Advertisement
Advertisement
Wellness
Get more with myNEWS
A personalised news feed of stories that matter to you
Learn more
Carol Bellese Choi says sketching the funny side of quarantine life in Hong Kong helped her cope with her isolation and anxiety. Photo: courtesy of Carol Bellese Choi

How drawing a comic strip in coronavirus quarantine helped artist see the funny side of 14 days alone in Room 1419

  • Sketching comic- strip frames kept Carol Bellese Choi sane during her time in quarantine in Hong Kong after her boyfriend fell ill with Covid-19
  • Finding humour in the situation ‘really was the best medicine’, says Choi – and health care professionals who use laughter as a therapeutic tool agree
Wellness

Just as prisoners rarely forget their inmate identification number, Hong Kong artist Carol Bellese Choi is unlikely to forget 1419 – her room number at a government quarantine facility in Fo Tan where she was isolated for two weeks.

“The whole experience was very surreal,” says Choi, settling into a chair at a coffee shop in Wong Chuk Hang, the industrial district on the south side of Hong Kong Island where she works as a painter at the Elsa Jeandedieu Studio.

“My boyfriend contracted [Covid-19, the disease caused by the] coronavirus while travelling in France and, two days after arriving back in Hong Kong with his travel mate, who also tested positive, he was sent straight to Queen Mary Hospital,” says Choi. “We live together, so I was told by government health officials to pack as if I was going on holiday, so in went the laptop, books, towels and enough clothing for two weeks because I was told I couldn’t do laundry.”
At midnight on March 16, men in hazmat suits collected Choi from her North Point flat, put her on a minibus (she was the only passenger) and ferried her to the facility in the New Territories.
The room that Choi stayed in at the government quarantine facility in Fo Tan.
The 36-year-old soon fell into a routine: rise at 7am, meditate, have breakfast at 9am, host an 11am online yoga session with four other quarantined friends, including her boyfriend, eat lunch and dinner – “Chinese food such as rice, noodles, congee, mixed vegetables” – have video chats with her boyfriend and family (including her mother, who lives in Honduras in Central America), meditate some more, have regular temperature checks, read and indulge in a nightly fix of Netflix fare.

But it was her Corona Chronicles – daily sketches that captured the funny side of life “inside” – that kept her sanity intact.

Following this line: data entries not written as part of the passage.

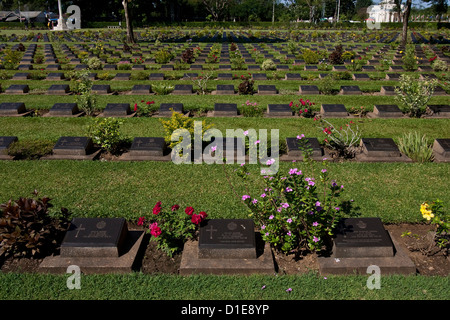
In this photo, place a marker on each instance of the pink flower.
(141, 221)
(154, 229)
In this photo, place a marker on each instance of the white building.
(384, 12)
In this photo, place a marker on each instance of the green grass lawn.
(138, 286)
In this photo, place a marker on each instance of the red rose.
(196, 219)
(155, 230)
(189, 211)
(157, 208)
(203, 214)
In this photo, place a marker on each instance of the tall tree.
(217, 8)
(404, 15)
(130, 34)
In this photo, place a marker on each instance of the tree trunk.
(130, 34)
(405, 17)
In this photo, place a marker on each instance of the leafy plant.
(416, 147)
(94, 63)
(179, 121)
(410, 59)
(106, 133)
(414, 94)
(188, 56)
(268, 65)
(434, 213)
(251, 109)
(344, 140)
(172, 228)
(336, 56)
(27, 230)
(162, 88)
(144, 108)
(246, 87)
(31, 149)
(163, 56)
(296, 211)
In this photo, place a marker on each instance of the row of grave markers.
(12, 109)
(154, 148)
(224, 246)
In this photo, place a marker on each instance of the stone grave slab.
(101, 89)
(393, 76)
(147, 149)
(183, 89)
(387, 91)
(141, 89)
(225, 89)
(293, 76)
(308, 89)
(227, 238)
(362, 242)
(58, 89)
(311, 68)
(55, 76)
(53, 67)
(13, 109)
(164, 109)
(122, 76)
(21, 76)
(441, 150)
(361, 77)
(64, 110)
(227, 246)
(279, 110)
(224, 67)
(259, 76)
(73, 148)
(5, 143)
(17, 89)
(333, 110)
(225, 110)
(440, 110)
(350, 90)
(294, 153)
(267, 89)
(97, 246)
(224, 76)
(156, 76)
(387, 111)
(117, 110)
(380, 149)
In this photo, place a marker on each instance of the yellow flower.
(426, 212)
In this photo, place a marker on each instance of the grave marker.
(225, 110)
(333, 110)
(96, 245)
(387, 111)
(279, 110)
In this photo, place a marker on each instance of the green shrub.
(94, 63)
(163, 56)
(439, 65)
(162, 88)
(414, 94)
(268, 65)
(310, 56)
(27, 230)
(416, 147)
(106, 133)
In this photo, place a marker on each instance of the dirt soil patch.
(154, 261)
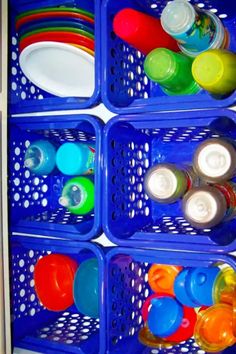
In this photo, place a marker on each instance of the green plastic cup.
(172, 71)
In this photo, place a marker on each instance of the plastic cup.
(142, 31)
(40, 157)
(78, 195)
(172, 71)
(196, 30)
(214, 328)
(215, 71)
(86, 289)
(161, 278)
(165, 316)
(54, 276)
(76, 158)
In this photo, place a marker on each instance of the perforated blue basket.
(36, 328)
(134, 143)
(25, 96)
(34, 206)
(125, 88)
(127, 289)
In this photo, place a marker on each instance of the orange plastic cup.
(214, 328)
(54, 277)
(161, 277)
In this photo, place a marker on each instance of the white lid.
(201, 207)
(162, 183)
(214, 160)
(177, 17)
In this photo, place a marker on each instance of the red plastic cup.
(142, 31)
(54, 277)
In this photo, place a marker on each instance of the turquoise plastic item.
(40, 157)
(86, 288)
(76, 158)
(165, 316)
(200, 283)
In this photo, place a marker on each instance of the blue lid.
(71, 158)
(165, 316)
(200, 284)
(180, 289)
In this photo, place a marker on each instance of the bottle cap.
(137, 28)
(147, 304)
(200, 283)
(180, 290)
(164, 183)
(161, 278)
(214, 328)
(54, 276)
(177, 17)
(148, 339)
(165, 316)
(81, 201)
(215, 71)
(204, 207)
(172, 71)
(86, 288)
(215, 160)
(71, 157)
(186, 329)
(224, 286)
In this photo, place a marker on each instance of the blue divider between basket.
(134, 143)
(24, 97)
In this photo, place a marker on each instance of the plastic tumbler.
(215, 71)
(53, 277)
(142, 31)
(86, 292)
(196, 30)
(40, 157)
(76, 158)
(78, 195)
(172, 71)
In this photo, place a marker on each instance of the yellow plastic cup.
(215, 71)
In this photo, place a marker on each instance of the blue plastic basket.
(34, 207)
(134, 143)
(127, 289)
(26, 97)
(44, 331)
(125, 88)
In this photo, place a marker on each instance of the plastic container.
(127, 290)
(78, 196)
(26, 97)
(132, 144)
(40, 157)
(172, 71)
(215, 160)
(38, 329)
(34, 200)
(76, 159)
(166, 183)
(196, 30)
(125, 87)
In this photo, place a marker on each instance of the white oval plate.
(59, 68)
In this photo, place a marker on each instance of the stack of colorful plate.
(56, 47)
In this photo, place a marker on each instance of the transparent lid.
(177, 17)
(204, 207)
(215, 159)
(162, 183)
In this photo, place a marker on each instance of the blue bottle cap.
(200, 284)
(165, 316)
(71, 158)
(180, 289)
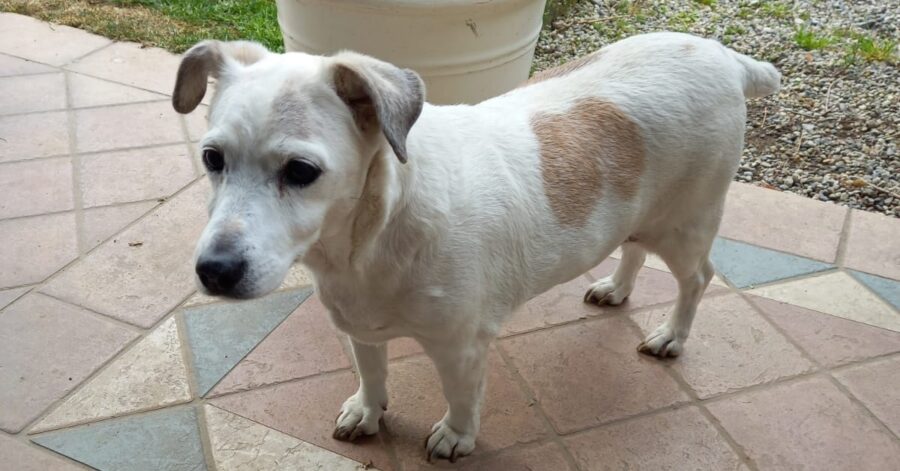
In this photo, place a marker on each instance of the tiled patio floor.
(109, 359)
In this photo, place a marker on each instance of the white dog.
(437, 222)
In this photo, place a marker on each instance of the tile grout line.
(111, 150)
(77, 197)
(791, 279)
(100, 368)
(825, 372)
(530, 395)
(685, 387)
(841, 255)
(104, 206)
(161, 99)
(780, 251)
(205, 440)
(860, 405)
(99, 315)
(109, 43)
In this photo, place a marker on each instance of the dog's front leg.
(362, 411)
(461, 367)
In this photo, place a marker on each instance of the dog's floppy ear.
(208, 59)
(379, 94)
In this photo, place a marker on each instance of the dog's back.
(634, 141)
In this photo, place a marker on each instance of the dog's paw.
(662, 342)
(357, 419)
(444, 442)
(605, 291)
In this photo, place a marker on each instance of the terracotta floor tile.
(806, 424)
(873, 244)
(590, 373)
(101, 223)
(114, 127)
(34, 135)
(132, 64)
(89, 91)
(304, 344)
(134, 175)
(783, 221)
(730, 347)
(140, 284)
(10, 66)
(679, 439)
(48, 347)
(32, 93)
(306, 409)
(830, 340)
(542, 457)
(416, 403)
(562, 303)
(35, 187)
(35, 40)
(49, 240)
(21, 457)
(877, 385)
(835, 293)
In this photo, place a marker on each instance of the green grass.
(683, 21)
(778, 10)
(873, 50)
(171, 24)
(810, 40)
(556, 9)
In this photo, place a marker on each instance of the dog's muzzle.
(221, 273)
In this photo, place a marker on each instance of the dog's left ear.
(379, 94)
(210, 59)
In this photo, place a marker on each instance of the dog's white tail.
(760, 78)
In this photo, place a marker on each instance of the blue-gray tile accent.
(221, 334)
(167, 440)
(888, 289)
(746, 265)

Choi turned to painting and drawing to keep her spirits up while in quarantine. Photo: Kylie Knott

“Every day felt so long. I had zero physical contact with people and I couldn’t leave my room. The health care workers were doing an amazing job – for me and my boyfriend – but I was stressed about whether I had contracted the virus and was worried about the health of my boyfriend,” says Choi who, after 12 days in isolation, was tested for coronavirus. It came back negative.

“It was like riding an emotional roller-coaster … there were lots of tears,” she says, adding she was also not prepared for the anxiety attacks she experienced after leaving quarantine.

“I didn’t pack my paints, so I tried out a new medium of comics – initially for myself, then I shared them with my boyfriend and then with other quarantined friends. Laughing at the funny side of this bad situation really helped us all.”

Choi created the Corona Chronicles to keep her spirits up. Photo: courtesy of Carol Bellese Choi

One sketch shows her blue-faced boyfriend in a beanie hat and sunglasses. “His hospital room didn’t have curtains, so the sun was blazing in on his, let’s say, delicate skin. And the room was freezing because the air-con was on full blast,” she laughs. “The cold temperature was necessary, as it was a special air-pressurised room, but he did look as if he was at a ski resort.” The pair celebrated their fourth anniversary as a couple while in quarantine.

Small victories were sketched – such as day five, when Choi received fresh fruit for the first time. “I was so excited about those two bananas,” she recalls, adding she would often daydream about avocados and cinnamon coffee.

Another sketch shows her soaking up a tiny ray of sunlight in her room. “I was trying to get as much of my body into a small sliver of sunlight – all that was missing was a piña colada,” she says. Another comic strip captures her quarantined friends taking part in her yoga class.
 

While in isolation, Choi’s boyfriend (who has since fully recovered from the virus) volunteered to try out an experimental treatment made up of a cocktail of three antiviral drugs, which resulted in some harsh side effects. That did not escape Choi’s comic treatment.

Another sketch shows her boyfriend with an egg named Wilson, a nod to the 2000 survival drama Castaway, starring Tom Hanks as the lone survivor of an aeroplane crash on a tiny, remote island. And yes, the irony that Hanks also contracted coronavirus was not missed.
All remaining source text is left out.